Colours play an essential role in the solution. The main exterior colour is orange, supplemented in details by lemon yellow, light blue and pink. The interior is dominated by white, beige, yellow, orange, red, bluish-green and pink. The harmony of colours perfectly fits August Künnapu’s large-format paintings in the residence entrance hall and with smaller pictures in the doctor’s waiting room. In the centre of the waiting room is a sculpture designed by the current author, which I see as a time machine or a healing stupa. The walls around the stupa display three round pictures of cats, one picture of a doctor and a painting showing Brezhnev together with Tajik peasants (all by August).

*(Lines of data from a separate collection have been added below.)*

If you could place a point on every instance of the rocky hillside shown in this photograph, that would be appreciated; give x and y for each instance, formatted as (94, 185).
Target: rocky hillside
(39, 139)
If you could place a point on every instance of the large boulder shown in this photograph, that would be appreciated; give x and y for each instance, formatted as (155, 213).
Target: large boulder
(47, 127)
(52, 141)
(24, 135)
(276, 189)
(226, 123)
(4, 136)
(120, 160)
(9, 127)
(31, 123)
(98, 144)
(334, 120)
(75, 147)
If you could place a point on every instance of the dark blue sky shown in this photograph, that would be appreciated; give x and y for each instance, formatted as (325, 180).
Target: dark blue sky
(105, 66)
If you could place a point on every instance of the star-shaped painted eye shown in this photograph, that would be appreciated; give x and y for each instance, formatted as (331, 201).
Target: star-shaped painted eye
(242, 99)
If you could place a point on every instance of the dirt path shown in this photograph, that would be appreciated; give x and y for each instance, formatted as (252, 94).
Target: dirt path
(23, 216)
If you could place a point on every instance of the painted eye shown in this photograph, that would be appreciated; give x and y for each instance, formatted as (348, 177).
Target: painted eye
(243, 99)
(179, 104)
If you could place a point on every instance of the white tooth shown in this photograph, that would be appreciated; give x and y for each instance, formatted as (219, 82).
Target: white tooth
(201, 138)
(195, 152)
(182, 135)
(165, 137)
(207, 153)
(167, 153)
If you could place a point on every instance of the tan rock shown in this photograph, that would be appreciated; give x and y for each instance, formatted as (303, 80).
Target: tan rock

The first floor of the residential house accommodates a hall, garage, gym and kitchen-dining room. The second floor has a living room, 3 bedrooms, an office and a stairwell with light coming from above, also presenting a few of my small sculptures and 2 pictures of the first sketches and watercolours of the house. The large bathroom has a round window opening into the stairwell and to the painting where a girl is taking off a stocking. These pictures have the air of the 1920s about them. I notice that the architecture of the house as a whole somewhat resembles a sense of Art Deco of the 1920s and 1930s. The tops of the New York skyscrapers, after all, constitute energy towers of a kind.
We can say that the entire elephant House is in a sense a time machine, which leads us into a parallel magic world. Or it could be a ship where the passengers take a long journey across the ocean called Life.